For June, Economists polled by IFR Markets expect the unemployment rate to remain unchanged at 5.5%. Non-farm payrolls are expected to fall another 60,000, though, after dropping 49,000 in May.

“I think the overall picture here when you look at employment is that things are worsening,” said Joshua Shapiro, chief U.S. economist for MFR Inc. “It’s not a pretty picture.”

Markets have likely already adjusted to the expected report, Shapiro said. But with an early close today and some traders on vacation, low volume could amplify any deviations, he said.

“I think the markets are expecting a bad report, so I think that’s already priced in there,” Shapiro said. “But markets are trading sort of thin, so anything could kind of exaggerate it.”
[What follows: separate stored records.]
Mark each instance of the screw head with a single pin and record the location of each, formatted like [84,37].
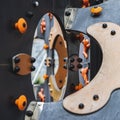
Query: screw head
[81,106]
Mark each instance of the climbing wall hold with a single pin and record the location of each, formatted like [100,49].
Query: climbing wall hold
[21,25]
[21,102]
[86,44]
[23,64]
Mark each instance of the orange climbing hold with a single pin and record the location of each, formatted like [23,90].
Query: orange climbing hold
[42,26]
[21,25]
[21,102]
[86,44]
[84,72]
[41,95]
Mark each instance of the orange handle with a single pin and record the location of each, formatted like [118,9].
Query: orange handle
[21,102]
[21,25]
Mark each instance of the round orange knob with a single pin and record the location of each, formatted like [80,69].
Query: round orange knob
[21,102]
[21,25]
[96,10]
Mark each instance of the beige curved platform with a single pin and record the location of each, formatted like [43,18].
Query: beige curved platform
[96,94]
[57,82]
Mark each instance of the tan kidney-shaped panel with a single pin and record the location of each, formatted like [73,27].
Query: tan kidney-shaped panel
[97,93]
[57,82]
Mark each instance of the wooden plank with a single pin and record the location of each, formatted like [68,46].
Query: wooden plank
[97,93]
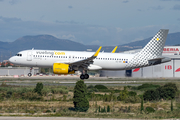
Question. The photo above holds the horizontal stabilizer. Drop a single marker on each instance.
(159, 60)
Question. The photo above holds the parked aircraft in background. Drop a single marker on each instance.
(67, 62)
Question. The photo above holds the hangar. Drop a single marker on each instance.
(168, 69)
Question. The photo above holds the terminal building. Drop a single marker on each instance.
(168, 69)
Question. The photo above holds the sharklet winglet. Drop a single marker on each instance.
(97, 52)
(114, 50)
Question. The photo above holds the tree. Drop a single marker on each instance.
(80, 100)
(38, 89)
(142, 107)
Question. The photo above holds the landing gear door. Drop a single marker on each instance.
(29, 56)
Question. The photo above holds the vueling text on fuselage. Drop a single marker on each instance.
(51, 53)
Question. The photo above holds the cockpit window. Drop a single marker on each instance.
(20, 55)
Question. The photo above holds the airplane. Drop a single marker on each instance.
(114, 50)
(67, 62)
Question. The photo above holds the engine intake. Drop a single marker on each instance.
(61, 68)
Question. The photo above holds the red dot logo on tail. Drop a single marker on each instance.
(178, 70)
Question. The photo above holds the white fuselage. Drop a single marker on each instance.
(46, 58)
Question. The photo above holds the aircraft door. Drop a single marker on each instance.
(29, 56)
(69, 58)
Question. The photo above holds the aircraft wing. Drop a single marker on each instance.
(86, 62)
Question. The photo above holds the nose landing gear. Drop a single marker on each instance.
(84, 76)
(30, 74)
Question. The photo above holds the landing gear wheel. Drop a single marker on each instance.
(29, 74)
(82, 77)
(86, 76)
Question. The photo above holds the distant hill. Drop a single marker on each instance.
(8, 49)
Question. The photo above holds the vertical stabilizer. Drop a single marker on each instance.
(152, 50)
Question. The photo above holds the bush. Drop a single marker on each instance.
(132, 99)
(151, 95)
(32, 96)
(147, 86)
(168, 91)
(100, 87)
(90, 87)
(131, 93)
(150, 109)
(171, 85)
(38, 89)
(80, 100)
(123, 94)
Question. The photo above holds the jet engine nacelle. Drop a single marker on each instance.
(61, 68)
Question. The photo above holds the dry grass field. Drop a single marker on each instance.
(60, 103)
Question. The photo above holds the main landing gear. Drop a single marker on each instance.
(30, 74)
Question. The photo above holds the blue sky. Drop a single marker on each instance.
(92, 22)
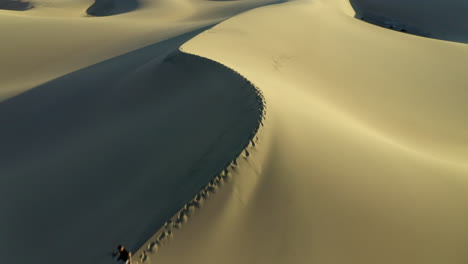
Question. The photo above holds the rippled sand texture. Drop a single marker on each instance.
(364, 152)
(202, 131)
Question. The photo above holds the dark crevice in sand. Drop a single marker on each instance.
(444, 20)
(105, 155)
(166, 232)
(15, 5)
(112, 7)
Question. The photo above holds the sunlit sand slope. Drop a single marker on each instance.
(364, 152)
(14, 5)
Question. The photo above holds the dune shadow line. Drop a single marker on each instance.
(106, 154)
(15, 5)
(112, 7)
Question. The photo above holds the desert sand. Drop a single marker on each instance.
(250, 131)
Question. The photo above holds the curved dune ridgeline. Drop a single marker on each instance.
(15, 5)
(114, 130)
(363, 156)
(111, 7)
(107, 154)
(445, 20)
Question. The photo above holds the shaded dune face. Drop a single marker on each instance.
(107, 154)
(112, 7)
(446, 20)
(15, 5)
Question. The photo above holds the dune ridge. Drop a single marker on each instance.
(335, 184)
(445, 20)
(111, 7)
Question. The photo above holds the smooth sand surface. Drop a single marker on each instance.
(362, 157)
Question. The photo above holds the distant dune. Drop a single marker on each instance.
(234, 131)
(111, 7)
(446, 20)
(15, 5)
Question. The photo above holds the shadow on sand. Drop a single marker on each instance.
(15, 5)
(445, 21)
(107, 154)
(111, 7)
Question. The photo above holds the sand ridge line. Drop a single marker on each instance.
(166, 232)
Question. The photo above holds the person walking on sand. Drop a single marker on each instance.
(124, 255)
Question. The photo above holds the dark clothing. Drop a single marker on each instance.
(124, 255)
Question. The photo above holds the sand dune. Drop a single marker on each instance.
(363, 158)
(105, 155)
(438, 19)
(14, 5)
(111, 7)
(116, 129)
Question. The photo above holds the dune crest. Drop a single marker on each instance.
(111, 7)
(15, 5)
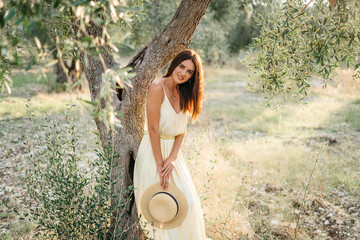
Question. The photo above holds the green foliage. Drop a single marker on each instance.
(210, 41)
(36, 31)
(297, 43)
(246, 28)
(65, 196)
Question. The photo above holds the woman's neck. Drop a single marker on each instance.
(169, 83)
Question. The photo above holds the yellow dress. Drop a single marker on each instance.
(171, 124)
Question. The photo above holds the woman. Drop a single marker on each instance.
(170, 102)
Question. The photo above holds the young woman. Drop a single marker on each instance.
(171, 100)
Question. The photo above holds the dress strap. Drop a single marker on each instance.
(163, 89)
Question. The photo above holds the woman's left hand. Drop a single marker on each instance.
(168, 166)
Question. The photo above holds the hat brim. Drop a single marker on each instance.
(178, 195)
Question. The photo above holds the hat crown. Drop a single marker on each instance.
(163, 207)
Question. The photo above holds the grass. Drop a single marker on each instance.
(250, 164)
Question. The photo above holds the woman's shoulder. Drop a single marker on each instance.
(156, 86)
(156, 90)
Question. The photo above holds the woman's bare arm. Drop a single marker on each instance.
(153, 105)
(170, 161)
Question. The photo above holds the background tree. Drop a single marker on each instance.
(302, 41)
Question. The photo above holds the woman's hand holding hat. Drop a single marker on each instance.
(168, 166)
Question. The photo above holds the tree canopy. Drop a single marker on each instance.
(301, 41)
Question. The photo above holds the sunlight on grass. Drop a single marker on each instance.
(251, 164)
(15, 107)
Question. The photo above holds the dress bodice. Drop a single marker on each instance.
(171, 123)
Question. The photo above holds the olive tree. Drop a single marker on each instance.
(302, 40)
(81, 30)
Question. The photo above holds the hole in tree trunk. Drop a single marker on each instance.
(120, 92)
(131, 166)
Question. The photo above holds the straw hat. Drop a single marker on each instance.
(164, 209)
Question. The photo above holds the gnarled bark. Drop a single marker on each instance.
(146, 63)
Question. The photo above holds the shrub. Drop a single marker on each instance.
(65, 196)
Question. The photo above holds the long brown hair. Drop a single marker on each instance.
(191, 91)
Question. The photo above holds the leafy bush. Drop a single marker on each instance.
(65, 196)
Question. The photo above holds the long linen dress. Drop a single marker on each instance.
(171, 124)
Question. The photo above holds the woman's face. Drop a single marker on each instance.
(183, 72)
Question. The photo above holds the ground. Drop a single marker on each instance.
(261, 173)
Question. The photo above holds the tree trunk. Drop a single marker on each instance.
(130, 102)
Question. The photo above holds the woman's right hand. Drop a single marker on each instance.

“You’re going to have a lot of people who have already headed for the exits” yesterday afternoon, a trader in Los Angeles said. “It would have to be a massive shift to get people calling in on their cell phones saying 'I want to trade.’ ”

Also tomorrow, initial jobless claims for the week ended June 28 will be released, along with continuing jobless claims for the week ended June 21, and the June Institute for Supply Management non-manufacturing business activity composite index. Economists polled by IFR are predicting 385,000 initial jobless claims, 3.150 million continuing jobless claims, and a 51.0 reading for the ISM non-manufacturing index.

In the new-issue market yesterday, the Virginia Public School Authority competitively sold $45 million in special obligation school financing bonds to Davenport & Co. at a true interest cost of 4.1169%. The Henrico County Series bonds mature from 2009 through 2028, with yields ranging from 2.59% with a 4% coupon in 2010 to 4.56% with a 4.25% coupon in 2028. Bonds maturing 2009, 2022 and 2026 were not reoffered. The bonds, which are callable at par in 2018, have underlying credit ratings of Aaa from Moody’s Investors Service, AAA from Standard & Poor’s and AAA from Fitch Ratings.

Finally, New York’s Hempstead Union Free School District competitively sold $24.8 million of tax anticipation notes to various bidders. Janney Montgomery Scott LLC took the largest chunk, worth $12.8 million, with a net interest cost of 3.86%.